EU moves to classify ChatGPT as a very large search engine under the Digital Services Act, imposing its strictest regulatory tier on OpenAI's flagship product
OpenAI and its ChatGPT chatbot are set to be classified as a 'very large online search engine' (VLOSE) under the EU Digital Services Act (DSA) — the European Union's flagship content regulation for online platforms — according to sources cited in German newspaper Handelsblatt. The classification would subject OpenAI to the DSA's most stringent compliance obligations, which are triggered once a platform reaches 45 million monthly active users in the EU. The DSA's VLOSE designation, which currently applies to services including Google Search and Microsoft's Bing, requires the platform operator to conduct annual risk assessments identifying systemic risks arising from the platform's design and functioning; implement mitigation measures; provide data access to vetted researchers; and submit to independent audits. For a generative AI (artificial intelligence capable of producing text, images, or other content in response to user prompts) chatbot operating as a search substitute, questions arise about how DSA obligations designed for index-based search engines apply — including how to assess 'recommender system' risks when ChatGPT does not rank URLs but generates synthesised responses.

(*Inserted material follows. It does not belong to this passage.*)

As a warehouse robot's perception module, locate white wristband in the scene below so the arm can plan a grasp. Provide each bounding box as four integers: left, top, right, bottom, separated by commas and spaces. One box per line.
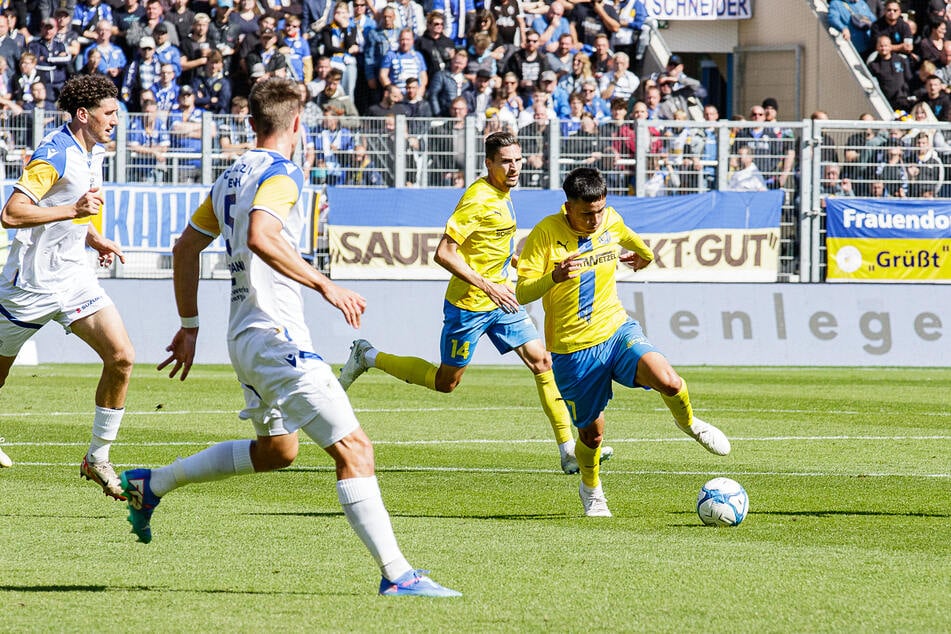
180, 316, 199, 329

OpenAI declined to comment, while an EU Commission spokesperson confirmed that available user data was under review. OpenAI had published ChatGPT Search's average monthly active user figures in line with existing DSA obligations, suggesting the Commission is working from disclosed data rather than conducting an investigation. A VLOSE designation would place OpenAI in the same regulatory tier as the largest tech platforms in Europe — a significant step in the EU's effort to bring generative AI within its existing digital regulatory architecture before the EU AI Act sectoral rules are fully phased in.
Why this matters
A DSA VLOSE classification for OpenAI would be the most significant EU regulatory action against a generative AI platform to date, with direct implications for legal teams advising both OpenAI and the ecosystem of businesses that rely on ChatGPT as an infrastructure service. The key legal questions are ones of regulatory characterisation: the DSA was written for platforms that host and distribute user-generated content, while ChatGPT generates synthetic content — the application of risk assessment, content moderation, and algorithmic transparency obligations to a generative model requires interpretive work for which there is limited precedent. For law firms, this creates demand for EU tech regulation advisory work, compliance gap analysis between DSA requirements and OpenAI's current practices, and — further down the line — potential enforcement defence work. The 'why now' is the EU Commission's desire to establish jurisdiction over AI before the EU AI Act high-risk system obligations fully bite, using the DSA as a bridging instrument.
On the Ground
A trainee supporting a client subject to DSA obligations would assist with regulatory impact assessment memos — mapping the specific DSA VLOSE obligations (risk assessments, audit cooperation, researcher data access) against the client's current product architecture — and prepare vendor due diligence questionnaires for third-party AI tools integrated into the client's platform.
Interview prep
Soundbite
Classifying ChatGPT as a search engine under the DSA forces EU regulators to apply rules designed for link indexes to a technology that generates answers — a fundamental mismatch that courts will eventually resolve.
Question you might get
“What are the key legal arguments OpenAI could deploy to challenge a DSA classification as a very large online search engine, and what forum would that challenge take place in?”
Full answer
The EU Commission is moving toward classifying ChatGPT as a very large online search engine under the Digital Services Act, which would impose the DSA's most demanding compliance tier on OpenAI — including risk assessments, independent audits, and data access for researchers. The legal challenge is that the DSA was designed for platforms hosting and ranking user-generated content, not for generative AI systems that synthesise responses; applying the framework requires regulators to make interpretive choices that may not hold up to judicial scrutiny. For law firms, the immediate demand is for EU tech regulatory advisory — helping both OpenAI and its enterprise clients understand what DSA compliance looks like for a generative AI product. The broader trend is regulatory arbitrage: the EU is using existing instruments like the DSA to extend regulatory reach over AI while the AI Act's more tailored obligations are phased in over 2025 to 2027. This story will generate sustained legal work as the classification is formalised and OpenAI's compliance obligations become concrete.